Baraka farms into Colombia's La Punta oil field

Oct. 5, 2007
Baraka Petroleum acquired a stake in the La Punta oil field in eastern Colombia through an assignment agreement with Union Temporal Omega.

Rick Wilkinson
OGJ Correspondent

MELBOURNE, Oct. 5 -- Baraka Petroleum Ltd., Perth, acquired a stake in the La Punta oil field in eastern Colombia through an assignment agreement with Union Temporal Omega, a joint venture that includes TC Oil & Services SA, the technical operator of the field.

The agreement gives Baraka a net 8.28% share from La Punta-1, which is currently producing 1,400 b/d of 37° gravity oil from the Tertiary-age Mirador formation, a key producing horizon in the region.

Baraka also will be entitled to a 25.75% share of the recently begun liquids stripping gas business for the next 5 years, increasing to 50% share in September 2012.

In addition, the company will acquire 8.28% of future production from the Mirador Formation in the planned La Punta-2 well to be drilled at the end of this year.

The appraisal/development well is to be drilled up-dip from the discovery well, the exact location to be based on the data from a 45 sq km 3D seismic survey to be acquired this month.

La Punta-2 will target objectives deeper in the section, and Baraka will obtain a net 25.76% stake in future production from these deep formations.

Finally, Baraka has the rights to participate in future production from any other exploration wells to be drilled in the La Punta block, the timing of which will be discussed by the joint venture following the interpretation of the 3D survey.

Baraka's entry fee into the La Punta program begins with an initial payment of $1.5 million with a further $1.3 million due this month for the seismic program plus an additional cash consideration of $2 million.

A residual payment of $5.7 million will cover the drilling and completion of La Punta-2 and an upgrade of the field's production facilities.

Initial funding will come from cash reserves and cash flow from La Punta-1.

Baraka said the staged transactions enable the company time to structure funding options with minimal impact on cash reserves.

La Punta field is in the central Llanos Basin northeast of Bogotá and east of the Andes Mountains.
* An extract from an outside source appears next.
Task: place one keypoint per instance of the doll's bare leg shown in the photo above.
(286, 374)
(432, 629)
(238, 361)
It was found by Ecopetrol in 1985 but changed hands a number of times and was not brought on stream until 2004. The field is surrounded by other producing fields and a pipeline network delivers the oil to one of the country's refineries.

Managing director Mark Fenton explains the move to South America away from the company's West African roots.

"Most of the available deals in Africa are big and beyond our reach unless we are willing to go into the swamps of the Nigerian Delta. But that region has other problems that we don't want to be embroiled in," he said.

"On the other hand South America has a mosaic of deals of a sort to suit our plans," he said. "Colombia in particular has a string of opportunities. It is a particularly active oil industry location from a business point of view and there are plenty of deals in the US$2-10 million range.

Fenton said, "Baraka has very specific requirements. We want to begin with small programs to create a solid foundation and then gradually build up the portfolio. In 3 years time I would like to have several producing assets with a range of exploration prospects attached."

However Fenton is adamant that the new plans in no way signal a withdrawal from its grass-roots programs in the Taoudeni Basin of interior Mauritania and Mali.